Depuis deux jours, Pauline Marois est sur la défensive, forcée de justifier les programmes de retraite précoce offerts aux médecins et aux infirmières par le gouvernement Bouchard, il y a 10 ans. Plus de 7000 professionnels de la santé avaient profité de ces programmes, provoquant de graves pénuries.

Mme Marois doit évidemment assumer la responsabilité des décisions qu'elle a prises à l'époque. Il est toutefois injuste de lui imputer les problèmes d'accessibilité aux soins qui perdurent aujourd'hui, comme le font les libéraux et les adéquistes.

 

Soulignons d'abord que les programmes en question ont été mis en place avant l'arrivée de Mme Marois au ministère de la Santé.

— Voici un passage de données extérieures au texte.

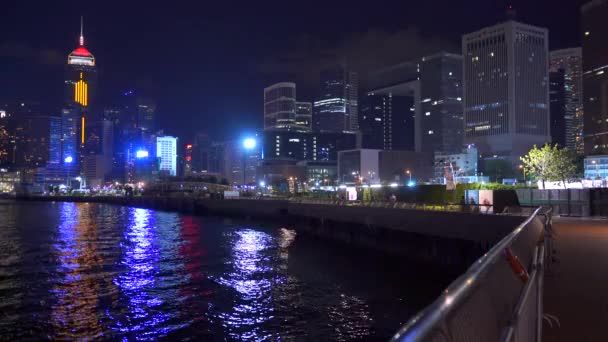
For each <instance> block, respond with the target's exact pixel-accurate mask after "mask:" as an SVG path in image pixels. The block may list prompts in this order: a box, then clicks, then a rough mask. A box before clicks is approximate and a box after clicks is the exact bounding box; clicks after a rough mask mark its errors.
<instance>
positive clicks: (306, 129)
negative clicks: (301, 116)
mask: <svg viewBox="0 0 608 342" xmlns="http://www.w3.org/2000/svg"><path fill="white" fill-rule="evenodd" d="M297 103H300V102H296V84H295V83H292V82H280V83H276V84H273V85H271V86H270V87H266V88H264V130H288V131H307V130H309V128H308V127H306V126H300V125H298V124H297V122H296V121H297V118H298V117H297V110H298V106H297ZM300 104H301V103H300ZM300 118H301V117H300Z"/></svg>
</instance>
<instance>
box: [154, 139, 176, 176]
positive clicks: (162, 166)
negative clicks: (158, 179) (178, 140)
mask: <svg viewBox="0 0 608 342" xmlns="http://www.w3.org/2000/svg"><path fill="white" fill-rule="evenodd" d="M156 157H157V158H158V159H159V172H160V173H161V174H165V175H167V176H176V175H177V138H176V137H171V136H164V137H157V138H156Z"/></svg>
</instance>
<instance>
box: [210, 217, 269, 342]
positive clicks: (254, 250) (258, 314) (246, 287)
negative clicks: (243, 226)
mask: <svg viewBox="0 0 608 342" xmlns="http://www.w3.org/2000/svg"><path fill="white" fill-rule="evenodd" d="M233 234H234V241H233V243H232V257H231V259H232V266H233V269H232V272H229V273H227V274H226V276H225V277H222V278H219V279H218V280H217V281H218V282H219V283H220V284H222V285H224V286H229V287H231V288H233V289H234V290H236V291H237V292H238V294H239V297H240V299H239V300H238V301H237V302H238V303H239V304H238V305H236V306H235V307H234V308H233V309H232V312H230V311H227V312H223V313H220V314H219V318H220V319H221V321H222V323H223V325H224V327H225V328H226V329H227V332H228V335H229V336H230V338H232V339H238V340H249V339H253V340H258V341H259V340H264V339H269V338H271V336H270V334H269V333H268V331H265V329H264V328H263V327H262V324H263V323H264V322H267V321H269V320H270V319H272V318H273V310H274V309H273V305H272V296H271V288H272V285H273V284H272V281H271V280H272V273H271V272H272V267H271V265H272V258H271V254H270V253H269V252H268V251H267V250H268V249H270V248H271V247H272V245H273V241H272V237H271V236H270V235H269V234H267V233H265V232H261V231H256V230H253V229H241V230H238V231H236V232H234V233H233Z"/></svg>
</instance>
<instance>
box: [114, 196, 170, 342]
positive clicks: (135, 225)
mask: <svg viewBox="0 0 608 342" xmlns="http://www.w3.org/2000/svg"><path fill="white" fill-rule="evenodd" d="M129 214H130V216H131V222H130V224H129V227H128V228H127V230H126V232H125V235H126V236H125V238H126V241H125V242H124V243H123V247H124V248H125V252H124V257H123V260H122V261H121V264H122V265H123V266H124V267H126V271H125V272H124V273H123V274H121V275H120V276H119V277H118V278H117V279H115V283H116V285H118V286H119V287H120V289H121V292H122V293H123V295H125V296H126V297H127V298H126V299H127V300H128V304H127V307H128V311H127V312H125V313H123V315H120V316H119V317H116V320H115V324H116V325H117V327H116V328H117V329H118V330H119V331H120V332H121V334H126V335H127V336H129V337H131V338H134V339H136V340H155V339H157V338H159V337H162V336H166V335H167V333H168V332H169V331H170V330H172V329H171V327H170V326H169V325H168V324H166V323H167V321H168V320H169V319H170V316H169V315H168V314H167V313H166V312H165V310H163V309H162V308H161V305H162V304H164V301H163V300H162V299H161V298H159V297H158V296H157V294H159V293H161V292H162V291H159V290H158V287H159V284H158V283H159V281H160V280H159V273H160V266H159V263H160V261H161V254H160V250H159V247H158V246H156V245H155V239H156V234H155V231H154V230H155V216H154V212H153V211H151V210H147V209H141V208H130V209H129Z"/></svg>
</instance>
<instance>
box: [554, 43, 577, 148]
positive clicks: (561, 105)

D'ailleurs, au début des années 90, la plupart des acteurs du système de santé estimaient que le Québec souffrait... d'un surplus de médecins. Par conséquent, avant même que ne s'amorce le combat pour le déficit zéro, le gouvernement cherchait à favoriser les retraites. De plus, on a réduit considérablement les admissions dans les facultés de médecine. C'est l'effet de cette dernière mesure, davantage que celui des retraites anticipées, qui se fait encore sentir de nos jours. Or, cette diminution du nombre d'étudiants en médecine a été amorcée sous le gouvernement Bourassa.

Le gouvernement de Lucien Bouchard ne porte pas seul la responsabilité des milliers de retraites anticipées qui ont fait si mal. Les syndicats de médecins et d'infirmières insistaient à l'époque pour que Québec adopte cette voie plutôt que d'autres mesures de réduction des coûts de main-d'oeuvre.

Et puis, il faut tenir compte du contexte. Le gouvernement du Québec devait absolument réduire ses dépenses. Le réseau de la santé, qui comptait pour le tiers des dépenses de programme, ne pouvait pas être épargné.

Depuis quelques années, le nombre de médecins et d'infirmières pratiquant au Québec est en hausse. On compte aujourd'hui 1800 médecins de plus qu'en 1999, et 2800 de plus qu'il y a 20 ans. Il y a 1700 infirmières de plus qu'il y a cinq ans.

Les problèmes de main-d'oeuvre qui subsistent dans le domaine de la santé sont moins dus à une pénurie généralisée qu'à des difficultés relatives à l'organisation du travail. Des postes permanents restent vacants parce que les jeunes infirmières ne veulent pas être confinées aux quarts de nuit. Des infirmières se voient confier des tâches de bureau ou d'entretien qui sont en deçà de leurs compétences. Les jeunes médecins refusent de s'imposer les horaires de fous de leurs aînés, donnant priorité à la conciliation travail-famille.

Il s'agit là de problèmes complexes qui ne peuvent se régler d'un coup de baguette magique. Chose certaine, on ne peut pas en attribuer la responsabilité à Mme Marois, qui a quitté le ministère de la Santé il y a sept ans (elle y a d'ailleurs laissé un excellent souvenir).

Pauline Marois ferait-elle la même chose aujourd'hui, dans les mêmes circonstances? La question est piégée. La réalité c'est que, dans le contexte de la lutte au déficit qui prévalait au milieu des années 90, n'importe quel ministre de la Santé, péquiste, libéral ou adéquiste, aurait fait exactement la même chose que Mme Marois et son prédécesseur Jean Rochon.